Investors who bet on the initial public offer (IPO) of Gland Pharma must be among the happiest lots as shares of the company have more than doubled since listing in November 2020. The scrip has jumped 132% to Rs 3,484 on July 5 from the issue price of Rs 1,500.
Analysts on Dalal Street hold a ‘Buy’ rating on the pharma firm on hopes that vaccine production will spike revenue over the next two years. Of late, the company posted a net profit of Rs 997 crore for the financial year ended March 31. It had reported a profit of Rs 772.9 crore last year. Consolidated revenue from operations for the financial year ended stood at Rs 3,462.9 crore against Rs 2,633.2 crore in the preceding fiscal.
While announcing the latest financial results, Srinivas Sadu, MD and CEO, Gland Pharma said, “Overall the business has performed well and grew steadily during these challenging times. The new vaccine business is expected to accelerate the company’s long-term strategy of entering into the Biosimilar space.”
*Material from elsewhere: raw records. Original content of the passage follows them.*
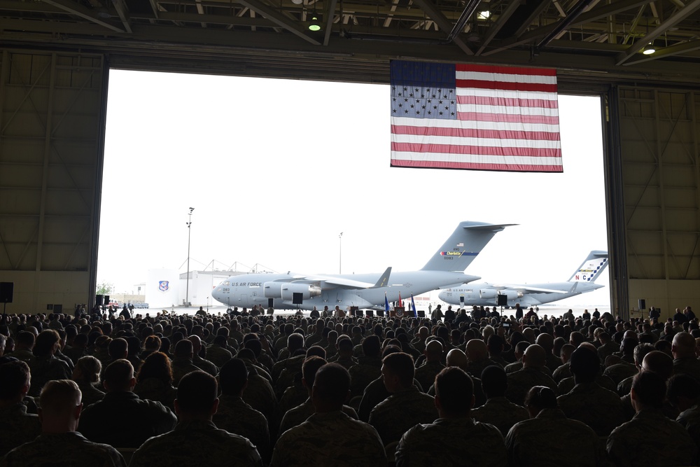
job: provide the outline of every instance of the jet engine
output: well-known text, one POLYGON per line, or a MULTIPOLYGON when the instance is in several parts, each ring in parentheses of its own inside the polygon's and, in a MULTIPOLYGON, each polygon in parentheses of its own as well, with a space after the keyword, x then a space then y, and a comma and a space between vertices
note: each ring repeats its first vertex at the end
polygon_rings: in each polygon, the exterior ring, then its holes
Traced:
POLYGON ((265 282, 264 290, 265 298, 281 298, 286 301, 293 300, 295 293, 300 293, 303 300, 321 295, 321 287, 309 284, 265 282))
The company is expected to invest about Rs 270 crore in its new biologics facility to produce the Russian Covid vaccine Sputnik V and production of the vaccine is likely to kick off by the third quarter of FY22.
Glands core markets consist of the US, Europe, Australia and Canada. Collectively, these core markets constitute around 68% of the company’s overall FY2021 revenues. Gland’s revenues from core markets grew by a handsome 22% for FY2021 with US sales growing by 21% to Rs 2126 crore and constituted around 90% of the core market revenues. Growth could be largely attributable to the volume pick up in existing products coupled with new product launches such as – Micafungin, Bivalirudin and Ziprasidone offering a significant addressable market opportunity.
“Going ahead, growth in the US markets is expected to be strong, backed by multiple positives. Gland has a strong product pipeline in the US with a total of 284 ANDA fillings done as of FY2021 and of these, Gland has received approval for 234 ANDAs while 50 are awaiting approval,” Sharekhan said.
The company is an established player globally in sterile injectables and is one of the fastest-growing generic injectable companies. The injectables space inherently has high-entry barriers, thus pointing to relatively low competition. It has extensive and vertically integrated injectables manufacturing capabilities and has a consistent regulatory compliance track record, with no observations received from the USFDA.
Shareholding pattern
As of March 31, promoters including Fosun Pharma Industrial Pte, Ample Up, Fosun Industrial, Lustrous Star and Regal Gesture together held a 58% stake in the company. Fosun Pharma is a leading healthcare group in China. Market watchers believe that strong parentage to aid smooth entry and faster penetration in China.
“Gland enjoys a strong parentage from its Chinese parent company, which has a well-established presence in that nation. China has emerged as one of the strong growth levers for Gland as the Chinese regulators are fast-tracking approvals for drugs that are off-patent and have approvals from the other regulators such as the EU and the US,” Sharekhan said.
Should you buy?
Brokerage Sharekhan has a ‘Buy’ rating on Gland Pharma with a price target of Rs 4,100. “A confluence of multiple growth drivers are expected to boost the overall performance for Gland. A sturdy product pipeline, opportunities from drug shortages and from loss of exclusivity of products and high entry barriers for the injectables space would boost US sales, which are expected to clock a 20% CAGR over FY2021-FY2023. Further Gland is expected to benefit from the emerging opportunities in the China markets, leveraging the strong muscle of its parent company which has an established presence in China,” the brokerage said.
On the other hand, Bernstein last month initiated coverage on the stock with a price target of Rs 3,824. “We view biosimilars contract manufacturing and injectables in China as long-term opportunities that can fundamentally shift the growth trajectory. We estimate EBITDA of $0.5-0.6 per dose from the Sputnik V deal and believe this segment can contribute 20% to revenues in the long term.”